In our Gospel passage today, we then heard of the example of one such disobedient and stubborn attitude that God’s people has shown, in how the Jewish people treated the Lord Jesus, the One Who had been sent into our midst, Son of God Himself, incarnate in the flesh, so that by His revelation and truth, He might lead us all towards God and His salvation. Yet, those people, the Jewish people, descendants of the remnants of the Israelites, whom the Lord first ministered to, refused to believe in the words that God’s Saviour and Son has spoken to them. The Lord Himself has spoken such truth and wisdom that no one who heard them could have not believed in Him, and performed such miracles and wonders just as the prophets and messengers of God had spoken in the past, and yet, some of the people accused Him of colluding even with the prince of demons in doing so.
They refused to believe in the Lord and as we heard in today’s Gospel, they even accused Him of having a demon in Him just because they refused to believe in what He had presented to them. They refused to believe that the Lord was greater even than Abraham, their forefather, and claimed that just because they were the children and descendants of Abraham, then they knew it better than the Lord Himself and His truth. Why is that so? That is because of their ego and pride, which was a common attitude at the time, especially among the Jewish elites, namely the Pharisees and the Sadducees among them, who considered themselves better and superior to all those who have not believed in the same way as they have believed.
Yet, God still cared for them and patiently reached out to them nonetheless. And as a sign of things to come, as we are now about to enter into the most solemn celebrations of the Holy Week of the Lord’s Passion, suffering and death, therefore we heard how these confrontations and disagreements made it such that even the Lord had to hide Himself and not to show Himself in public places. Symbolically during this period of time this week and next week, also known as the Passiontide, the images and statues in the churches are covered and veiled, so that not only we can focus more on the important events of the Lord’s Passion during the Holy Week, but this also symbolically represented the Lord being in hiding during this period.

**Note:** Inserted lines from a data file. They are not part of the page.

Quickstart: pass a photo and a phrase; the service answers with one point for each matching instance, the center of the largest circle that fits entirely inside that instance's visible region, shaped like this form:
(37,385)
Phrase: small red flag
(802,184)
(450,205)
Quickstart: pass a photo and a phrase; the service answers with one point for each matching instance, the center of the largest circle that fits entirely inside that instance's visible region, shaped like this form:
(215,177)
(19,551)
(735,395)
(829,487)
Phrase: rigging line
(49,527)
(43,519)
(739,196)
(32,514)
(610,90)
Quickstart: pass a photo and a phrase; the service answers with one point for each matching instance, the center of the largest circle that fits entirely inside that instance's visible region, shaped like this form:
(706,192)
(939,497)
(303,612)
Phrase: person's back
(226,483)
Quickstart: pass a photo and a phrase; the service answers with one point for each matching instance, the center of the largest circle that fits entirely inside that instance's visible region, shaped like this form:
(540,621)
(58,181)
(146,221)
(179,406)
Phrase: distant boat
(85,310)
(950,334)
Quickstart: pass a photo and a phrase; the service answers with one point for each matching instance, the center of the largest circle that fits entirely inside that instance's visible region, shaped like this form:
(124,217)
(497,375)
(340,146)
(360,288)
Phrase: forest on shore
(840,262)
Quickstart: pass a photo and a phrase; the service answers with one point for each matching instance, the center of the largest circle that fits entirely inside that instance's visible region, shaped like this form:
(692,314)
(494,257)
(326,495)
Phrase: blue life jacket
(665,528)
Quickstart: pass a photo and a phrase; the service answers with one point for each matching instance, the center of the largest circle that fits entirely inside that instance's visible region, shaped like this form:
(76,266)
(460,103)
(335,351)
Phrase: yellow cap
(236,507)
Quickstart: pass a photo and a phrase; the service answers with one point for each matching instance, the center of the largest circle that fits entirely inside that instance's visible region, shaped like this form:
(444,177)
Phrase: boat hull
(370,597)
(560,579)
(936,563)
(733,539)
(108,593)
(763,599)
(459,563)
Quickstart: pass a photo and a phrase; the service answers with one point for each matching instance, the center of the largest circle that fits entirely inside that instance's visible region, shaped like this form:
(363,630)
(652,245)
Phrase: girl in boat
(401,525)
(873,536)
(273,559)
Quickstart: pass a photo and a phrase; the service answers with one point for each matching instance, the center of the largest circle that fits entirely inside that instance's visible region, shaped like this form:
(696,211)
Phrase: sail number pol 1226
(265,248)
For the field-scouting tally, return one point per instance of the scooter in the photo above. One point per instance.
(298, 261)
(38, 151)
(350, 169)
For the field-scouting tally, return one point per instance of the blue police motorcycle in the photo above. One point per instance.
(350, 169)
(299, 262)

Brothers and sisters in Christ, let us all therefore do whatever we can so that we may grow ever closer to the Lord this time, and make best use of whatever opportunities and help that we have been given, so that we may grow ever stronger in our faith and commitment to God. As we approach ever closer to the momentous events we are going to commemorate during the upcoming Holy Week, let us all come ever closer to the Lord, doing whatever we can so that by our actions, words and contributions in life, we can continue to glorify the Lord by our lives. Let us all continue our Lenten journey faithfully, and remind ourselves ever of God’s love and His commitment to the Covenant which He has made with us. Let us all seek God’s mercy and love, and renew our desire to love Him once more with all of our heart and might. May God bless us always, in all of what we do, now and forevermore. Amen.